PaperScraper/Modules.py

# NeurIPS webpages that contain paper proceedings from 1987 - 2018 are in the exact same format. This is the scraper.
import PyPDF4
from PyPDF4 import PdfFileReader
from bs4 import BeautifulSoup
import requests
import io
import csv
from ResearchPaper import ResearchPaper

from pdfminer.pdfinterp import PDFResourceManager, PDFPageInterpreter
from pdfminer.converter import TextConverter
from pdfminer.layout import LAParams
from pdfminer.pdfpage import PDFPage
from io import StringIO

class modules:
    staticmethod

    def get_pdf_from_fp(f, remove_newline=True):
        rsrcmgr = PDFResourceManager()
        retstr = StringIO()
        codec = "utf-8"
        laparams = LAParams()
        device = TextConverter(rsrcmgr, retstr, codec=codec, laparams=laparams)

        interpreter = PDFPageInterpreter(rsrcmgr, device)
        password = ""
        maxpages = 0
        caching = True
        pagenos = set()

        for page in PDFPage.get_pages(
            f,
            pagenos,
            maxpages=maxpages,
            password=password,
            caching=caching,
            check_extractable=True,
        ):
            interpreter.process_page(page)

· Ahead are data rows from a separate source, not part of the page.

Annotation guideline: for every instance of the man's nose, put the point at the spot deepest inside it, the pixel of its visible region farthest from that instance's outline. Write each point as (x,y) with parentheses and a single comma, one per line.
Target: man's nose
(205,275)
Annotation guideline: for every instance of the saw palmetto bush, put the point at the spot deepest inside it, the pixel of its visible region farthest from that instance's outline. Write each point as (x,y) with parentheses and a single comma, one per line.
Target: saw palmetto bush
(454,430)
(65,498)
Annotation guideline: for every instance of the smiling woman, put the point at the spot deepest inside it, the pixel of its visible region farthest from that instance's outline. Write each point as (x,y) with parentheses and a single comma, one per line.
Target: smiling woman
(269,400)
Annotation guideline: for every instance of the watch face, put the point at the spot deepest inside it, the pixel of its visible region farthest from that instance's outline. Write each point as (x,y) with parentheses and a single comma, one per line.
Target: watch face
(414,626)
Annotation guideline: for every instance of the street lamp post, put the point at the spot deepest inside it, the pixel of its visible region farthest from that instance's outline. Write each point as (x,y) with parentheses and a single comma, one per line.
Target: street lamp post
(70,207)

        text = retstr.getvalue()

        f.close()
        device.close()
        retstr.close()

        # TODO
        text = text.replace("\0", "")
        if remove_newline:
            text = text.replace("\n", " ")  # removes newlines

        return text

    # TODO doesn't work for those autodownload bad boys
    def pdf_string_from_url(pdf_url):
        r = requests.get(pdf_url)
        f = io.BytesIO(r.content)
        return modules.get_pdf_from_fp(f)